Also I don't understand what's so annoying about the glasses.
To me, this really gets down to the crux of the issue (the glasses being annoying, the reduction in brightness and sharpness, and all the rest).
It isn't that the glasses are
that annoying. (ASIDE: Now, I think conflating personal eyeglasses with the types of active shutter 3D glasses currently in wide deployment is a bit of misdirection. Active Shutter glasses are a far-cry from personal eyeglasses, an passive 3D glasses are only now, and only really with projectors, becoming a viable option -- early implementations were terrible).
The problem
isn't that they are extremely annoying. They are mildly annoying. And heavy. And expensive. And you have to have one for every person who might ever show up and want to watch a movie at your house. And they aren't very stylish. And you can't pick from different styles (leaving you at the mercy of whatever Taiwanese conglomerate decides to design them). And there are a million different standards, and you can NOT just buy one set of "3d glasses" for yourself and expect them to work on every system no matter where you go. And regarding the brightness thing, you're right... With the current top-end generation 3D systems it isn't
that bad, nor is the blurriness.
BUT... All those problems do still exist. And they're cumulative. The glasses are irritating, and you look silly, and you don't have enough of them for the friend who showed up unannounced, and the picture doesn't look as good (still pretty good, but still always better with it turned off).
And... 3D just isn't that cool.
It is a gimmick-level cool. But it doesn't blow your socks off.
It is neat. But sometimes it makes you sick, and sometimes it is badly done. And with all those cumulative negatives listed up above, it only takes one bad experience before the average consumer says "You know, that was cool in the theater, but in my house? Yeah, not worth it." Especially with the added effort it takes to make sure you have all the pieces in place.

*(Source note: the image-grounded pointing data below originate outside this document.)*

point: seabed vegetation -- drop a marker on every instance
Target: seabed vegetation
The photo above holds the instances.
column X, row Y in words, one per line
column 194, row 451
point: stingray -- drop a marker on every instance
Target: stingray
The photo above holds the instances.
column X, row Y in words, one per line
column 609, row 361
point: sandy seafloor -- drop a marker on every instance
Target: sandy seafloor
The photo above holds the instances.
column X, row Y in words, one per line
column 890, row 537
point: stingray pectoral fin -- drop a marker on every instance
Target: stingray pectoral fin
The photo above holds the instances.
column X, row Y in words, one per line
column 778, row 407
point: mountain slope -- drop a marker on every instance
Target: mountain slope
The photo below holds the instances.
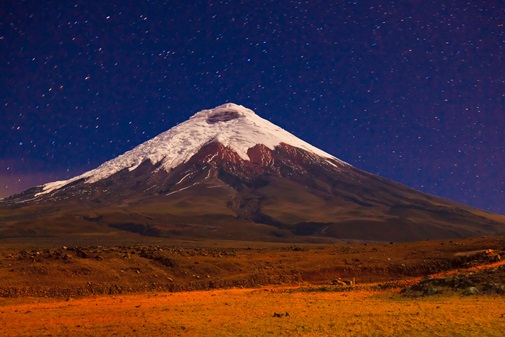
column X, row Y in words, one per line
column 227, row 173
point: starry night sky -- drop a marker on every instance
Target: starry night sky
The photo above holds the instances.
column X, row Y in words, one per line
column 411, row 90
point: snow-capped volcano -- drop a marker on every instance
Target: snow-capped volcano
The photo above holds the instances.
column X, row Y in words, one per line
column 231, row 125
column 228, row 173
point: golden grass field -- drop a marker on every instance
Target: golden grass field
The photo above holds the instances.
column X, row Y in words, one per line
column 246, row 312
column 264, row 290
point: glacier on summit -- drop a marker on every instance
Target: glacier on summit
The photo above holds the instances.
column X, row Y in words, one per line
column 232, row 125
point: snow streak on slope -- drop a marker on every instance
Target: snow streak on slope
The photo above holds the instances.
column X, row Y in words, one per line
column 232, row 125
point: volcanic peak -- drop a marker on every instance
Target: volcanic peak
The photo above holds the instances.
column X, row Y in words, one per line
column 231, row 125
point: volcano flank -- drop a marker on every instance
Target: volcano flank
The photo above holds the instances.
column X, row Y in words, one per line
column 226, row 173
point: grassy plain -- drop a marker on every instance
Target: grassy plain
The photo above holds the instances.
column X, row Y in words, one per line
column 246, row 312
column 253, row 289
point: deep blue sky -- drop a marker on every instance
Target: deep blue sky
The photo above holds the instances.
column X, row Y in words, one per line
column 411, row 90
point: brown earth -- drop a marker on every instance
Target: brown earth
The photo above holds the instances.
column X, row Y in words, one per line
column 291, row 290
column 70, row 271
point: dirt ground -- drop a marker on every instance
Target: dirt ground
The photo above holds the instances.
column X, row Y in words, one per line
column 258, row 312
column 431, row 288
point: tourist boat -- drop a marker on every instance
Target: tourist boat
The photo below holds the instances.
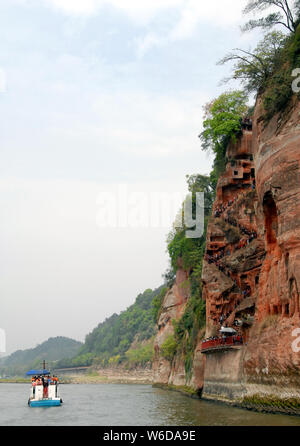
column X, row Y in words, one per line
column 228, row 340
column 44, row 390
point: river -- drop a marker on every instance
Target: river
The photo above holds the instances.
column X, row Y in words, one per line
column 126, row 405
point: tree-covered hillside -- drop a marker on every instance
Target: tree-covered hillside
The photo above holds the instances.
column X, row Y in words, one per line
column 51, row 350
column 122, row 338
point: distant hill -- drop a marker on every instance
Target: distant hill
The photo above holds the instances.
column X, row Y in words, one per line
column 122, row 337
column 51, row 350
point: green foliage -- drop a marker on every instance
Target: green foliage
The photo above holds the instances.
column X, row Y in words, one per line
column 278, row 90
column 140, row 355
column 285, row 14
column 168, row 348
column 223, row 120
column 157, row 303
column 187, row 328
column 254, row 69
column 113, row 337
column 52, row 350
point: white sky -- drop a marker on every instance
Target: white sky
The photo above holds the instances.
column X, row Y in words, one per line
column 93, row 95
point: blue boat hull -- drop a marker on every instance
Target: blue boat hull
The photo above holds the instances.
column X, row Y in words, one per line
column 45, row 403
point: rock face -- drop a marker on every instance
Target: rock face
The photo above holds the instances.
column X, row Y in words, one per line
column 173, row 307
column 251, row 271
column 254, row 287
column 271, row 353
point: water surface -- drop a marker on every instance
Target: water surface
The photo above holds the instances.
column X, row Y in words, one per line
column 126, row 405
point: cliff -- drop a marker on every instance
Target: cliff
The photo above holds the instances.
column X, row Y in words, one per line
column 250, row 275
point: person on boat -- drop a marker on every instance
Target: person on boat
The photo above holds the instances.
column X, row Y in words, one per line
column 34, row 382
column 45, row 385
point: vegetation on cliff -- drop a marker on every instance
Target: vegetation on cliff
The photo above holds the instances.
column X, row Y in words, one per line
column 268, row 70
column 53, row 350
column 127, row 337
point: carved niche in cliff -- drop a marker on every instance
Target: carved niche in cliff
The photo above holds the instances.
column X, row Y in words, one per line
column 271, row 221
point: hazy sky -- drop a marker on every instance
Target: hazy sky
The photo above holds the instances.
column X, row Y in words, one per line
column 97, row 96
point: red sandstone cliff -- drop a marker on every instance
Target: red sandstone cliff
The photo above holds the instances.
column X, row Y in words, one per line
column 254, row 287
column 251, row 271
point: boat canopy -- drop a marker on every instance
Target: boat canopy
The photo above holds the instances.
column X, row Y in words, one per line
column 228, row 330
column 38, row 372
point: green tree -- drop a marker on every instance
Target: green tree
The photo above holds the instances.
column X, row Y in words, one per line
column 254, row 69
column 168, row 348
column 287, row 14
column 223, row 120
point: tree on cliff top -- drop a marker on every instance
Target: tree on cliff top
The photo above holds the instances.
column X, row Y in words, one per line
column 222, row 120
column 285, row 13
column 254, row 69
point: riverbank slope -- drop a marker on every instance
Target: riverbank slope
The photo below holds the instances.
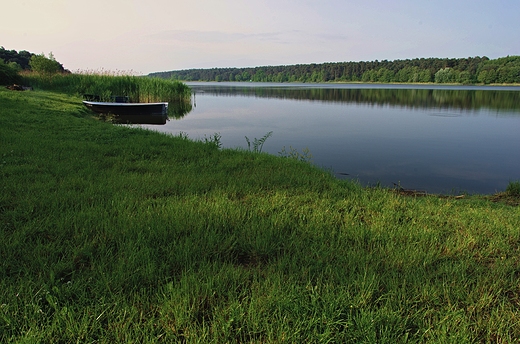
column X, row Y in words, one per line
column 114, row 234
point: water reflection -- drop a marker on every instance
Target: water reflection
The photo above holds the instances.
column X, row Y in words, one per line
column 417, row 98
column 438, row 139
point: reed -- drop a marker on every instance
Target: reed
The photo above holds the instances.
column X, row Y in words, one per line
column 112, row 234
column 107, row 85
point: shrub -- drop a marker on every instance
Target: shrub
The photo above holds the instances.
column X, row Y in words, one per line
column 8, row 75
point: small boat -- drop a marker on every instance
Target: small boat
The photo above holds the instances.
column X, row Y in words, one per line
column 131, row 113
column 128, row 108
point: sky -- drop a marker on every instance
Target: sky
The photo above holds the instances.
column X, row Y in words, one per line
column 144, row 36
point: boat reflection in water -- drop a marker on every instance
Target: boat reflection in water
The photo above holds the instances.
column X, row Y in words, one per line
column 130, row 113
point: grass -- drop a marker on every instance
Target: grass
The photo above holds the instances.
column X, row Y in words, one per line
column 111, row 234
column 107, row 85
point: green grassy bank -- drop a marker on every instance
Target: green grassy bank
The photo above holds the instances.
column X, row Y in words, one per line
column 110, row 234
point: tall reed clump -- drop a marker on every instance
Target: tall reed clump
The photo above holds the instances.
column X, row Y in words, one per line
column 106, row 85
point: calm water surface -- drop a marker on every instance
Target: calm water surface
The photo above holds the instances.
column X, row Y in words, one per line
column 432, row 138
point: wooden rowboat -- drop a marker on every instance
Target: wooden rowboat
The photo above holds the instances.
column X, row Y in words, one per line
column 132, row 113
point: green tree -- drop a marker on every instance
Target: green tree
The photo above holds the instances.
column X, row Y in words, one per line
column 8, row 74
column 45, row 65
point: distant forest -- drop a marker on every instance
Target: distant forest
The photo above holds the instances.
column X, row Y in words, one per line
column 19, row 60
column 471, row 70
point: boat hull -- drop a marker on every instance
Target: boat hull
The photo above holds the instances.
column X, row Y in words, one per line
column 132, row 113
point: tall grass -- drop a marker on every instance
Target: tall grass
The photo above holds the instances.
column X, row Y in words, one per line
column 112, row 235
column 107, row 85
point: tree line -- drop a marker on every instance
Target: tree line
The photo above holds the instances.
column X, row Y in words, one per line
column 471, row 70
column 13, row 62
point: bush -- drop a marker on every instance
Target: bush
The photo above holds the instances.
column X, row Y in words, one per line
column 513, row 189
column 8, row 75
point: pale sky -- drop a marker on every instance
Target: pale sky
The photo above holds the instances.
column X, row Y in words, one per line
column 143, row 36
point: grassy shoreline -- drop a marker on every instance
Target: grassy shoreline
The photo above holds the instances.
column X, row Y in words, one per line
column 111, row 234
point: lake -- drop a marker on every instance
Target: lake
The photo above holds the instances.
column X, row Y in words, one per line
column 439, row 139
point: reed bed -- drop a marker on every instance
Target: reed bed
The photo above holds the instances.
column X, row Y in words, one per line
column 106, row 86
column 111, row 234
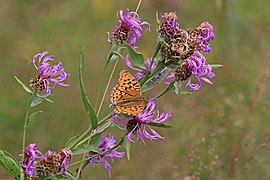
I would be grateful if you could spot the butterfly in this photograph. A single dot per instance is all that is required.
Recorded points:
(126, 96)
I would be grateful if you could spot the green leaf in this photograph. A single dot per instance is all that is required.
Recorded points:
(215, 66)
(8, 162)
(127, 146)
(155, 81)
(67, 175)
(71, 140)
(114, 54)
(36, 101)
(26, 88)
(176, 87)
(136, 58)
(32, 118)
(160, 125)
(87, 105)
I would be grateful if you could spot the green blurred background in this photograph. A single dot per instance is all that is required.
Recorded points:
(206, 123)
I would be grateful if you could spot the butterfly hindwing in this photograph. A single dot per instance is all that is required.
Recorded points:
(126, 96)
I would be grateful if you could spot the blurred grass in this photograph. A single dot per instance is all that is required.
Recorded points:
(206, 123)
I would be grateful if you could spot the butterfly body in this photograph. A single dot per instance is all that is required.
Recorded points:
(126, 96)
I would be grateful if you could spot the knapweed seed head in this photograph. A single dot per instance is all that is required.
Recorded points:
(169, 26)
(129, 29)
(48, 75)
(107, 142)
(139, 125)
(201, 36)
(195, 67)
(36, 165)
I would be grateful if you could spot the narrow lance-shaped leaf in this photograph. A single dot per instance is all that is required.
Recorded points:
(136, 58)
(10, 164)
(32, 118)
(127, 146)
(87, 105)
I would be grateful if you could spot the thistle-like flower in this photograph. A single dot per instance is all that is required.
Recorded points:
(142, 72)
(37, 165)
(54, 74)
(169, 26)
(195, 66)
(129, 29)
(107, 142)
(140, 124)
(201, 36)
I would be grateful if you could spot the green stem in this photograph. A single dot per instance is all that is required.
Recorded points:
(100, 154)
(26, 117)
(165, 90)
(113, 48)
(81, 139)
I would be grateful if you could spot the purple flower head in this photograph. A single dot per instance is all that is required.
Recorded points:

When I saw the movie everyone said was "the reason for 3D in the theater", Avatar, I thought... Meh. It was okay. I wouldn't have paid extra for it if I had it to do again (actually, if I had it to do again, I'd have waited for HBO to see "Dances with Wolves In Spaaaaaaaace!") I've seen one or two others, and my opinion? I really just don't care. When it is "good" it is "meh", and when it is "bad" (with stuff flying out at you like it is a tech demo, not a movie) then it is terrible and I'd just as soon walk out.
Why should I go to the effort?
My vision is 3D. That stuff on the TV? Yeah, that is 3D-like, not 3D. Until the experience can be as immersive as "real life" then it'll stay firmly in niche and gimmick territory.
I don't agree with you at all. I've so far watched the following movies in 3D, all from this year:
Drive Angry (shot in 3D)
Green Lantern (shot in 2D and converted, but still looks great in 3D)
Pirates of the Caribbean On Stranger Tides (shot in 3D)
Transformers Dark of the Moon (partly shot in 3D)
Sanctum (shot in 3D)
Captain America is, according to reviews, pretty nice lookin' in 3D too, even if converted.
I think some of the issue is the types of movies where any kind of 3D effect has an appeal. Your list is the perfect example... I have literally zero desire to see any of those movies. None of them.
The last thing I can say about the whole thing is this:
I can tell you as someone who is at least peripherally involved in "The Biz"... Consumer Home 3D is now largely viewed as a huge flop. It is over, by and large. The consumer electronics companies were pushing it as the Next Big Thing, hoping they could get all those people who already bought HDTVs to upgrade again, and fuel the next boom cycle. That didn't happen. It is already too late. They'll keep deploying it because they've already spent the R&D money, but the shift and talk among the people who MAKE the content has already moved to "Focus on the Theater, where 3D makes sense."
Most of us content-producers? We'd have MUCH rathered the consumer electronics companies had spent their resources on increasing resolution (and pixel density), color accuracy, contrast, and refresh rates (real frame rates for delivery, not junky resampled 320Hz refresh rates).
Oh, and mark my words: The next big thing they're going to try to push will be the UltraWidescreen formats. They'll flop too.